Le fondement de la présente créance étant l’acte notarié du 19 mai 2005, ces dispositions sont inapplicables.
Sur les demandes en dommages et intérêts pour procédure abusive
Le droit d’agir en justice et de former appel ne dégénère en abus qu’en cas de faute ou de légèreté blâmable du demandeur.
Le premier juge a, par des motifs pertinents, rejeté les demandes en dommages et intérêts présentés par chacune des parties.
Les appelants succombant en leur appel et ne démontrant aucune faute de la banque dans la délivrance du commandement litigieux, leur demande en dommages et intérêts présentée à hauteur de cour sera également rejetée.
Même s’il y a lieu de relever le caractère excessif des propos des appelants à l’encontre de la Caisse de Crédit Mutuel La Doller, celle-ci ne rapporte pas la preuve d’une faute ou légèreté blâmable de ces derniers, nonobstant le caractère mal fondé de leurs prétentions réitérées en appel, ni l’existence d’un préjudice particulier distinct des frais exposés pour la procédure déjà couverts par l’indemnité de procédure.
Sa demande de dommages et intérêts sera donc rejetée.
Sur les frais et dépens
Les appelants succombant, leur condamnation aux dépens de première instance sera confirmée et ils seront également condamnés aux dépens d’appel.

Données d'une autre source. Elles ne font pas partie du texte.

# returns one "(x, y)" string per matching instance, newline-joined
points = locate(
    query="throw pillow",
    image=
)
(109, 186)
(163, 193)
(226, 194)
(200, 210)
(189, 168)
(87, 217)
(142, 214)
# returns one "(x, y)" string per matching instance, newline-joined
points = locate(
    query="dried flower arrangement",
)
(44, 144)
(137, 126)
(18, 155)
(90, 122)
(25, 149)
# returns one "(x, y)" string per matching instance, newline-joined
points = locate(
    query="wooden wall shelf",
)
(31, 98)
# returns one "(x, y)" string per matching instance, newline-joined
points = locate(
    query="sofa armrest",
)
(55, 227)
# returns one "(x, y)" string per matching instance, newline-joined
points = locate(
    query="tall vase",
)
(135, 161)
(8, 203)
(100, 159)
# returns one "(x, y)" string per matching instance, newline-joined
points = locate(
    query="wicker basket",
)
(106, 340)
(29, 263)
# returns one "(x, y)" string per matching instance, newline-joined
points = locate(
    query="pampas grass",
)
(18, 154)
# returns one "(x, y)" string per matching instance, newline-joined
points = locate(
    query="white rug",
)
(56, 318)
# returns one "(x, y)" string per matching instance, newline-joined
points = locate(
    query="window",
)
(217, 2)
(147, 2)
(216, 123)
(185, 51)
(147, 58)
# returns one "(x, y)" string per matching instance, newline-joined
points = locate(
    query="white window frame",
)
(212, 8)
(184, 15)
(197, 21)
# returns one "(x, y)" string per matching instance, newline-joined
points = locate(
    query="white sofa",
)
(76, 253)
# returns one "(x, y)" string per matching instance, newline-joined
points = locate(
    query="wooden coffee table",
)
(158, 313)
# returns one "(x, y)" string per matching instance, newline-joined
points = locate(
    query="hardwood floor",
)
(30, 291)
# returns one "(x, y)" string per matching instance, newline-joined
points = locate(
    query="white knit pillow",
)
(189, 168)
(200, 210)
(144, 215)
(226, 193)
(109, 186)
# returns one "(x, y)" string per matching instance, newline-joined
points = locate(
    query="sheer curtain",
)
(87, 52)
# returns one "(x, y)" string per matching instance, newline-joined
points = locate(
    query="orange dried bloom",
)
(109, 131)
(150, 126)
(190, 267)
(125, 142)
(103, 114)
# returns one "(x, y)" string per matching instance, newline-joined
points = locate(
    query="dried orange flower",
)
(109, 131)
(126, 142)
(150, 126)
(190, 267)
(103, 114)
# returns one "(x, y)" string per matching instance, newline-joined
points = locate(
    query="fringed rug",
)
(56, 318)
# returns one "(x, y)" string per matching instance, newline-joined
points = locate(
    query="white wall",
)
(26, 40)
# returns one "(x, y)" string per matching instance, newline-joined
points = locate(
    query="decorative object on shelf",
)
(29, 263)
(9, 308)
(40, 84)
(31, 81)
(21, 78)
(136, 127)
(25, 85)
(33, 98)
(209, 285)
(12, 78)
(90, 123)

Ils seront par ailleurs déboutés de leur demande formée en application de l’article 700 du code de procédure civile.
Monsieur et Madame [P] seront par contre condamnés, sur ce même fondement, à verser à la Caisse de Crédit Mutuel La Doller une indemnité de procédure qui sera justement fixée à la somme de 2 000 euros.
PAR CES MOTIFS
LA COUR,
Statuant par arrêt contradictoire,
CONFIRME le jugement rendu le 9 janvier 2023 par le juge de l’exécution délégué du Tribunal de proximité de Thann ;
Y ajoutant :
REJETTE l’ensemble des demandes présentées par les époux [P] tant en réduction des intérêts qu’en dommages et intérêts pour procédure abusive ou sur le fondement de l’article 700 du code de procédure civile ;
REJETTE la demande de dommages et intérêts pour procédure abusive présentée par la Caisse de Crédit Mutuel La Doller ;
CONDAMNE Monsieur [A] [P] et Madame [X] [H] épouse [P] in solidum aux dépens de l’appel ;
CONDAMNE Monsieur [A] [P] et Madame [X] [H] épouse [P] à verser à la Caisse de Crédit Mutuel La Doller une somme de 2 000 euros sur le fondement de l’article 700 du code de procédure civile.